The caucus estimates that there are over 30,000 trained health professionals unemployed amidst government’s effort to engage Senior High School (SHS) graduates to assist in health delivery at the basic level of health care – Community Health Planning and Services (CHPS) compound.
The Youth Employment Agency (YEA) a fortnight ago announced that it would recruit some 5,000 SHS graduates as community health workers to serve at CHPS compounds across the country.
This, the Minority thinks is a tool for “cheap political returns.”
At a press conference addressed by the Ranking Member on the Health Committee, KwabenaMintahAkandoh, in Accra yesterday, the Minority said the government must place emphasis on recruiting professionals to fill the yawning patient-to-health professional ratio gap in the country.
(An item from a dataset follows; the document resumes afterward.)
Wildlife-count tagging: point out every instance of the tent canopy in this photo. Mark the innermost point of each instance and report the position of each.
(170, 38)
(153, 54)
“As Minority in Parliament, we are calling on government to as a matter of urgency prioritise the uptake of trained, qualified and licensed healthcare professionals before recruiting any other group of persons into the health service delivery system.
“This is necessary considering the current high attrition rate within the public health sector and also prudent if the objective of protection of the public purse is to remain paramount,” MrAkandoh said.
“If a country working within the limits of scarce resources, has in excess of 19,000 diploma-nurses, 10,729 degree-nurses and 1,000 trained-doctors who have completed their housemanship sitting at home, what logical reasoning warrants the intake of untrained and unlicensed SHS leavers into our healthcare system?” he asked.
The lack of opportunities for health workers, MrAkandoh, MP, Juaboso, said was leading to brain drain on the country’s limited number of health workers.
“In June this year, the Ghana Registered Nurses and Midwives Association (GRNMA) informed Ghanaians that in the first quarter of 2022, over 3,000 trained nurses and midwives left the shores of Ghana to seek greener pastures abroad.
“The story is not different among practicing doctors in Ghana. Alarmingly, general practitioners, specialists and consultants have all joined a long line of Ghanaian health professionals waiting for clearance or job offers from abroad in order to leave this country.
“The situation has become critical to the point that Ghana is currently experiencing losses of general practitioners and specialists needed to handle cases across the healthcare continuum.”
To the Minority, the exodus of health workers from the country has been exacerbated by government’s lack of concern for public health workers in this “hyperinflationary period.”
He said though previous governments had engaged young unemployed SHS leavers to assist trained staff in the past, those tasks were now mundane.
“During those periods, medical training institutions were fewer with even fewer numbers of trained professionals warranting the additions of GYEEDA/YEA recruits to provide assistance at the basic levels,” he explained.
Any attempt to reintroduce the recruitment of unskilled professionals as hundreds of trained health professionals remain unemployed, MrAkandoh said, amounts to a “misplaced priority” and the country cannot afford to abandon investments in human capital like the many abandoned government projects littered across the country.